Fahmi Amhar Official Blog
November 13th, 2008

Mencari Nilai Tambah (2)

Keputusan saya tidak diterima di Perguruan Tinggi Negeri melalui jalur PMDK bagaikan palu vonis “bersalah” dari seorang hakim.  Ada tetangga yang usul agar saya “naik banding”, kalau perlu “kasasi” sekalian.  Mereka juga guru, namun di SMA lain, dan tahu, bahwa PMDK dibuat dengan penelusuran prestasi kelas 1 dan 2 SMA.  And I was not so worst.  Kelas 1-2 saya selalu masuk 5 besar di kelas.  Nilai baru “ancur-ancuran” di semester 5 (kelas 3) setelah saya keseringan meninggalkan sekolah untuk ikut final lomba karya tulis di berbagai tempat.  Jurusan yang saya pilih di PMDK memang jurusan favorit saya – fisika FMIPA – namun bukan favorit bagi banyak orang, dan alokasinya saat itu jauh lebih besar dari jurusan-jurusan seperti teknik elektro atau teknik sipil.  Anehnya ada siswa yang prestasi kelas 1-2 “hampir tidak kedengaran”, justru masuk ke jurusan-jurusan favorit tadi.  Jadi masuk akal kalau pak tetangga yang guru tadi menduga, jangan-jangan ada konspirasi untuk menghancurkan saya, jangan-jangan form PMDK saya memang sengaja dihilangkan atau tidak diproses semestinya.  Siapa mereka?  Jangan naif, di dunia itu orang yang berprestasi selalu hidup dua kali lebih berat: pertama mempertahankan prestasinya, kedua menghadapi orang-orang yang dengki!

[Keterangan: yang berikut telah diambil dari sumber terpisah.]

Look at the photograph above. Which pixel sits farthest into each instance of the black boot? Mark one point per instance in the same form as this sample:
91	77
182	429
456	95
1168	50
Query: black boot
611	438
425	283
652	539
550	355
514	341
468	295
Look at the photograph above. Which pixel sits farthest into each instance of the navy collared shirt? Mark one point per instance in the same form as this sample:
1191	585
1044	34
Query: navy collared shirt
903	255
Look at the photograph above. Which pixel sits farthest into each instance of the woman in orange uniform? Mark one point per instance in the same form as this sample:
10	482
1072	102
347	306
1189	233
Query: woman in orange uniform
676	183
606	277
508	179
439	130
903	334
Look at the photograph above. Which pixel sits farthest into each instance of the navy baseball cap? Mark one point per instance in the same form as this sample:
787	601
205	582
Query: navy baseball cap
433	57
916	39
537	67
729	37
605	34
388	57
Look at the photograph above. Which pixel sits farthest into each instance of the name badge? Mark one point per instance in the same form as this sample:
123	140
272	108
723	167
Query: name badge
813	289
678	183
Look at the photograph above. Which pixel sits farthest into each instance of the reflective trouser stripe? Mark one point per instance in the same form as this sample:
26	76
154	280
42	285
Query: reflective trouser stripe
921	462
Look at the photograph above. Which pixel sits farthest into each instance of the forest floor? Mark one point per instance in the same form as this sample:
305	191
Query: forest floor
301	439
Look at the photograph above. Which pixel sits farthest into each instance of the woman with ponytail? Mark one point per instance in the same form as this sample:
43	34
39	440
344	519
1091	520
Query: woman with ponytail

Ah pikir saya tidak ada gunanya melanjutkan investigasi seperti itu.  Hanya pengadilan yang bisa dibanding atau dikasasi.  Namun keputusan seleksi murid atau mahasiswa selalu bersifat final, seperti keputusan juri lomba karya tulis yang sering saya ikuti, betapapun anehnya keputusan itu.

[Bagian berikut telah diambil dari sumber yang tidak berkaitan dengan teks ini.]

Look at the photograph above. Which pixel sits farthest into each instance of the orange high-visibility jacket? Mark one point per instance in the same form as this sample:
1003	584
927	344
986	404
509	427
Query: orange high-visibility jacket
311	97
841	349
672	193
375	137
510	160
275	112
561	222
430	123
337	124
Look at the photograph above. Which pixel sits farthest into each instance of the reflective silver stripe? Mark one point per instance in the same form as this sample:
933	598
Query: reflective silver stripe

Namun sebelas tahun kemudian saya justru mensyukuri kejadian itu.

Karena tidak lolos PMDK, saya harus mempersiapkan diri ikut test Seleksi Penerimaan Mahasiswa Baru (Sipenmaru) Perguruan Tinggi Negeri.  Sementara 50 lebih “elit alumni” SMA saya dapat bersenang-senang berliburan, saya harus ikut prihatin bersama ribuan lulusan lain, antri formulir di UGM dari Shubuh.  Saya heran kenapa untuk ambil formulir saja harus dibuat begitu rumit.  Nanti pas menyerahkan kembali formulir yang telah diisi, antri lagi berjam-jam.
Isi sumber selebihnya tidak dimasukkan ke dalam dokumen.